For Catholics the rosary is a string of beads used for counting prayers, but the high school says it also has a non-religious reference. "It's said to be gang affiliated to wear the rosary because of the thirteen beads," said Terrie Tafoya, principal at Pueblo County High School. Tafoya says according to local law enforcement the number 13 is often associated with gangs, including the Sorenos.
Tafoya says rosaries violate the dress code. "We do not allow gang related dress of paraphernalia," said Tafoya. School District 70's dress code policy says: "Non-traditional clothing, make-up, nail polish, lipstick and other attire that distracts from the educational process and environment is not acceptable."
Last week, students were told if you wear a rosary either remove it or tuck it under your clothing. "We're not saying you cannot wear religious paraphernalia, we're saying we're not going to allow you to wear rosaries because of the affiliation it has with gangs," said Tafoya.
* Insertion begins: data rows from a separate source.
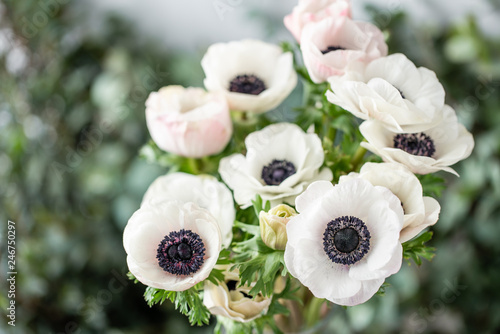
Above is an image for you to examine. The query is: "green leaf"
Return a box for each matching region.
[143,287,211,326]
[252,194,270,218]
[403,231,436,266]
[126,272,138,284]
[417,174,447,198]
[376,282,391,296]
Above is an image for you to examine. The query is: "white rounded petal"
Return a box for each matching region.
[142,173,235,248]
[400,197,440,242]
[145,86,232,158]
[202,39,297,113]
[328,54,445,133]
[219,123,332,208]
[330,278,385,306]
[123,201,222,291]
[339,162,441,243]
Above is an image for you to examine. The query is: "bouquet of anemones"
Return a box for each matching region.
[123,1,474,332]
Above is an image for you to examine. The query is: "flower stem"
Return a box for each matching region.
[186,158,200,174]
[305,296,325,328]
[351,144,367,171]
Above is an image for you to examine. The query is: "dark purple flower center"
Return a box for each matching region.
[261,159,296,186]
[321,45,346,54]
[393,132,436,157]
[229,74,266,95]
[156,229,205,276]
[323,216,371,265]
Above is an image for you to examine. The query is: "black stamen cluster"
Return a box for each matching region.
[393,132,436,157]
[261,159,296,186]
[323,216,371,265]
[229,74,266,95]
[321,45,346,54]
[156,229,205,276]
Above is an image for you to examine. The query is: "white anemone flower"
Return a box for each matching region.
[123,201,221,291]
[340,163,440,242]
[141,172,235,248]
[284,179,404,306]
[360,105,475,176]
[327,53,445,133]
[202,39,297,113]
[219,123,333,208]
[203,266,271,323]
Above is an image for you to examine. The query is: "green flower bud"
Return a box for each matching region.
[259,204,297,250]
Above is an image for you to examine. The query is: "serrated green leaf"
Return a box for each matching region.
[403,231,436,266]
[143,286,211,326]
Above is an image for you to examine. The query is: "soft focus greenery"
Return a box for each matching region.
[1,1,500,333]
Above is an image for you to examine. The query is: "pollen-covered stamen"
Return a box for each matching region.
[321,45,346,54]
[157,229,205,276]
[229,74,266,95]
[261,159,296,186]
[323,216,371,265]
[393,132,436,158]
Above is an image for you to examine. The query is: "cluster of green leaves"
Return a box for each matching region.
[127,272,214,326]
[231,196,288,297]
[402,231,436,266]
[417,174,447,198]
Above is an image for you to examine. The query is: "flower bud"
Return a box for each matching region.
[259,204,297,250]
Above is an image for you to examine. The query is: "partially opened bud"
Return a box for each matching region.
[259,204,297,250]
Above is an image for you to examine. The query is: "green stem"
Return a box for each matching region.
[327,126,337,144]
[186,158,200,174]
[351,144,367,171]
[305,296,325,328]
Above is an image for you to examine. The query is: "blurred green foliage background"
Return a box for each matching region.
[1,1,500,333]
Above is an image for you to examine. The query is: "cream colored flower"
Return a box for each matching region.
[202,39,297,113]
[203,266,271,322]
[259,204,297,250]
[360,105,474,176]
[340,162,440,242]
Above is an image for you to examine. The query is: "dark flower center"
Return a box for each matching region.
[393,132,436,158]
[334,228,359,253]
[156,229,205,276]
[323,216,371,265]
[321,45,346,54]
[229,74,266,95]
[261,159,296,186]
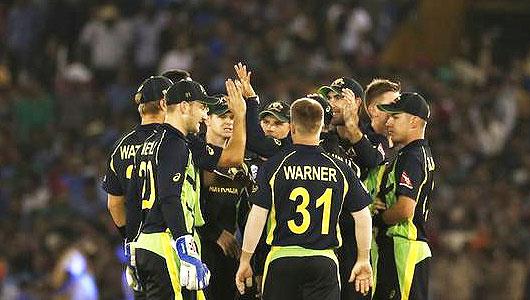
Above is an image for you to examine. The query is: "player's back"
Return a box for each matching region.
[103,124,160,197]
[257,144,370,250]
"Students have a first amendment right to wear the rosary," said Ed White, an attorney with the American Center for Law and Justice in Washington D.C.
The A.C.L.J. says the first amendment not only protects free speech, but symbolic speech such as a rosary. "The only time a school can come in and restrict that expression is if the expression causes material and substanial disruption to the workings of the school," said White.
"It's not a distraction to the learning process, but the fact that it's an affiliation to the gang," said Tafoya.
The A.C.L.J. says it's offensive to assume all students who wear rosaries are in a gang.
The high school says it still allows students to carry them in their pockets or even on their belts, just not around their necks outside their clothing.